I am so angry right now!
No, that isn't true. As I learned back in therapy, most of the time when I get angry it's because I'm actually scared and I'm trying to defend myself from an attack that isn't actually real. It's easier to get angry and lash out than it is to focus on the fear, and try to remedy the problem at the heart of the fear. I think my biggest fear is that I just can't take care of myself. I have never been able to pay my own rent, instead relying on the good grace of my grandmother. And she isn't getting any younger.
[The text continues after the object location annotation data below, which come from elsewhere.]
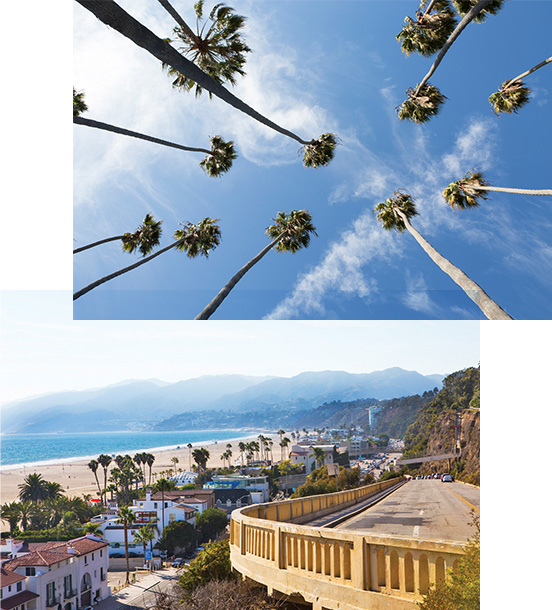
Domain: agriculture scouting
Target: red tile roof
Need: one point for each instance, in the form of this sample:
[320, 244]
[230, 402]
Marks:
[16, 600]
[9, 578]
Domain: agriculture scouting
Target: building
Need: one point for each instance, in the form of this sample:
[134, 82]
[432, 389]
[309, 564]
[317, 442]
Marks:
[303, 455]
[57, 576]
[257, 487]
[159, 509]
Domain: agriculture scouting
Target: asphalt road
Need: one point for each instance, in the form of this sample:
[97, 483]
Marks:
[426, 508]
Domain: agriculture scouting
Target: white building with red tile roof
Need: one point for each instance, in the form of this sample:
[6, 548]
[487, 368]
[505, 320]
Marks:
[62, 575]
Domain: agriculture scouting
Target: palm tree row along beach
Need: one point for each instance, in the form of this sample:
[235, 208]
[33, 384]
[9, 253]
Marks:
[77, 479]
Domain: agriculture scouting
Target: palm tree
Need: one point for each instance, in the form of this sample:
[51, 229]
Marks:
[319, 456]
[10, 513]
[218, 160]
[242, 448]
[110, 13]
[395, 213]
[144, 536]
[163, 485]
[425, 101]
[512, 94]
[104, 461]
[144, 239]
[194, 239]
[201, 457]
[93, 465]
[218, 49]
[289, 234]
[465, 193]
[33, 488]
[149, 460]
[434, 24]
[126, 518]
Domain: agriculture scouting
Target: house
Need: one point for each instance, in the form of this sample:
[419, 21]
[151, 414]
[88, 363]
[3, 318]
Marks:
[159, 509]
[304, 455]
[58, 575]
[257, 487]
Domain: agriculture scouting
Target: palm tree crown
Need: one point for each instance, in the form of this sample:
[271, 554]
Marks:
[145, 238]
[464, 6]
[465, 193]
[387, 212]
[421, 105]
[293, 230]
[198, 239]
[431, 29]
[220, 158]
[79, 105]
[216, 47]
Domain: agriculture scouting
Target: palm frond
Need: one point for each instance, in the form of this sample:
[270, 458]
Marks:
[510, 97]
[422, 107]
[319, 152]
[464, 193]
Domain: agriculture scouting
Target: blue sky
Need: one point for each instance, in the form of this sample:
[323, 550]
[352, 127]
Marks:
[334, 67]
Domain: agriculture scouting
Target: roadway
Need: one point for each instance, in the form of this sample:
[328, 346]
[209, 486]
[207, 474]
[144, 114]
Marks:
[425, 508]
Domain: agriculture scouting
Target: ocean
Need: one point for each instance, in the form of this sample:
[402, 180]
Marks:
[37, 449]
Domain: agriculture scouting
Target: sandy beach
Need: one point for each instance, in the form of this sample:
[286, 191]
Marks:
[77, 479]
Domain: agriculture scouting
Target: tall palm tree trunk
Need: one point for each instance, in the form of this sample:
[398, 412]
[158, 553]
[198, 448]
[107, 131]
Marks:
[174, 14]
[468, 17]
[214, 304]
[78, 120]
[501, 189]
[106, 278]
[473, 290]
[110, 13]
[524, 74]
[98, 243]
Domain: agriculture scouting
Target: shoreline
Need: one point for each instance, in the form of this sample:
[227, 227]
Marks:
[77, 479]
[86, 458]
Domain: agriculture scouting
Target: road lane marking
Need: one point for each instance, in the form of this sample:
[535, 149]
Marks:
[463, 499]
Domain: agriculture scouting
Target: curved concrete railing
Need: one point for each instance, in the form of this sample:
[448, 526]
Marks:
[335, 569]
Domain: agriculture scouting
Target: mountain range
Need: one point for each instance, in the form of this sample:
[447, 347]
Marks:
[143, 404]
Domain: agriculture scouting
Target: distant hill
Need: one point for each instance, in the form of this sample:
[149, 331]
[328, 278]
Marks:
[198, 402]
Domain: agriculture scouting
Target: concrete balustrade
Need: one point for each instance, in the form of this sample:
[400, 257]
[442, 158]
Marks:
[333, 569]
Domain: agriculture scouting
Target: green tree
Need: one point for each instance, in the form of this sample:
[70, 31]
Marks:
[425, 100]
[290, 233]
[317, 152]
[201, 457]
[193, 239]
[144, 238]
[162, 486]
[216, 46]
[461, 590]
[219, 157]
[395, 213]
[178, 537]
[93, 465]
[466, 192]
[104, 461]
[33, 488]
[435, 22]
[210, 523]
[513, 94]
[126, 518]
[210, 565]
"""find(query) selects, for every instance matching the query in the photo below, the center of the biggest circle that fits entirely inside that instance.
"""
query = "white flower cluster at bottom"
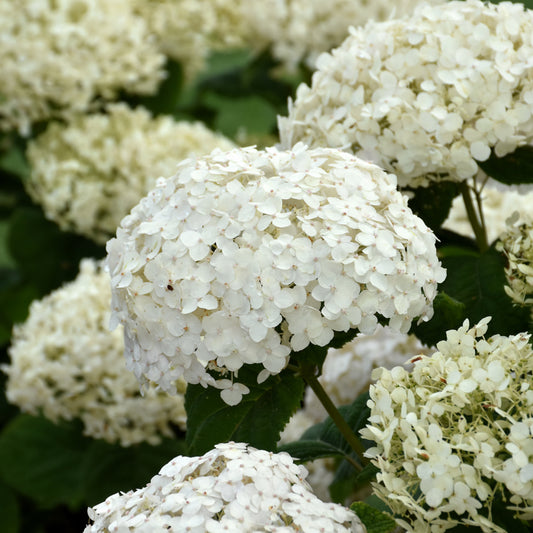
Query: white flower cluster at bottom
(233, 487)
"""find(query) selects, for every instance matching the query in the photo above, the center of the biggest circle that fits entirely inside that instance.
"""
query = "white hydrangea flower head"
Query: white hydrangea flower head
(232, 488)
(517, 245)
(300, 30)
(426, 96)
(66, 364)
(187, 30)
(498, 205)
(346, 372)
(59, 57)
(88, 174)
(456, 432)
(245, 255)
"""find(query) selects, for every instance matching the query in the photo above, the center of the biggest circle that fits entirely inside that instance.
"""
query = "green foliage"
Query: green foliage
(374, 520)
(258, 419)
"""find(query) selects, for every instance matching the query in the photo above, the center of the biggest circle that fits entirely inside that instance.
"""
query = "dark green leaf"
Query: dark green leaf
(257, 420)
(374, 520)
(449, 313)
(43, 460)
(477, 281)
(111, 468)
(432, 203)
(513, 168)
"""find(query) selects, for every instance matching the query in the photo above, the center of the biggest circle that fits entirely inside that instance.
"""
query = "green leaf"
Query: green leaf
(112, 468)
(43, 460)
(432, 203)
(512, 169)
(257, 420)
(373, 519)
(449, 313)
(477, 281)
(249, 114)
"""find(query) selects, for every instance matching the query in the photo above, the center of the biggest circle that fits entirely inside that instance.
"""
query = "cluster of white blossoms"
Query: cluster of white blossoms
(426, 96)
(300, 30)
(66, 364)
(88, 174)
(59, 57)
(498, 205)
(517, 245)
(246, 255)
(234, 488)
(187, 30)
(456, 432)
(347, 371)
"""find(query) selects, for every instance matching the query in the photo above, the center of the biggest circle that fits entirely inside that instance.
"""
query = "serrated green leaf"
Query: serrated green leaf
(373, 519)
(477, 281)
(449, 313)
(112, 468)
(257, 420)
(512, 169)
(43, 460)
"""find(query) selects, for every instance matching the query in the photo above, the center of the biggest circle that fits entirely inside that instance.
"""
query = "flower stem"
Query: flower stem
(475, 220)
(309, 375)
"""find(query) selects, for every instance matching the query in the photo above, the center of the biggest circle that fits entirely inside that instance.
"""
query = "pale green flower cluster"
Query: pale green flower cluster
(426, 96)
(66, 364)
(58, 57)
(232, 488)
(88, 174)
(517, 244)
(456, 433)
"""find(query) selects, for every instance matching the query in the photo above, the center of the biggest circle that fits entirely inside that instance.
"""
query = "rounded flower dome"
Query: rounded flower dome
(65, 364)
(426, 96)
(232, 488)
(245, 255)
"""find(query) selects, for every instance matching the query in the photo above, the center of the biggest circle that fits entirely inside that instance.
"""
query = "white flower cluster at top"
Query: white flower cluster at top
(65, 364)
(456, 432)
(244, 255)
(89, 173)
(498, 205)
(300, 30)
(187, 30)
(517, 244)
(58, 57)
(232, 488)
(425, 96)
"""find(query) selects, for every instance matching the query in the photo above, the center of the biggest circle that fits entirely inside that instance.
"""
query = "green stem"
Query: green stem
(476, 223)
(309, 376)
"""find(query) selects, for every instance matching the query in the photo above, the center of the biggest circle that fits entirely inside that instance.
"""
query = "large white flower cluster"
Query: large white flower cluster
(300, 30)
(244, 255)
(187, 30)
(347, 371)
(232, 488)
(58, 57)
(517, 244)
(88, 174)
(456, 433)
(498, 205)
(66, 364)
(426, 96)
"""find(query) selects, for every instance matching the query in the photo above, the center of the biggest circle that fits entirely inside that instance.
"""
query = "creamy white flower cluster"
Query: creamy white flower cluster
(498, 205)
(426, 96)
(232, 488)
(517, 244)
(89, 173)
(456, 432)
(244, 255)
(58, 57)
(300, 30)
(187, 30)
(65, 364)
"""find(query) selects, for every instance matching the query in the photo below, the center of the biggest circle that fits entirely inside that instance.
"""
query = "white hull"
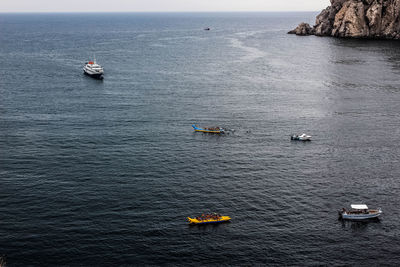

It will probably be all she can do to live long enough to see me get my Bachelor's. For me, graduate school isn't just a goal. It is the only way that I can see myself surviving once my grandmother dies. Grad school will pay for itself and give me money to live on, assuming I'm able to become a Teaching or Research Assistant. And, assuming I can earn a Ph.D., becoming a professor will earn me a good, steady source of income which would more than provide for my living expenses.
I wish I were more certain of my ability to live by other means. As it stands, every grade isn't simply an assessment of my knowledge of course material; grades are judgements on whether or not I will have a future beyond December 2012. And when I can't accurately gauge my own success in a given subject, I feel as though I have no real control over my own fate. But, then, that's not exactly a new experience for me, so I should be getting used to it by now...
Have fun and keep living life... Or Some Approximation Thereof.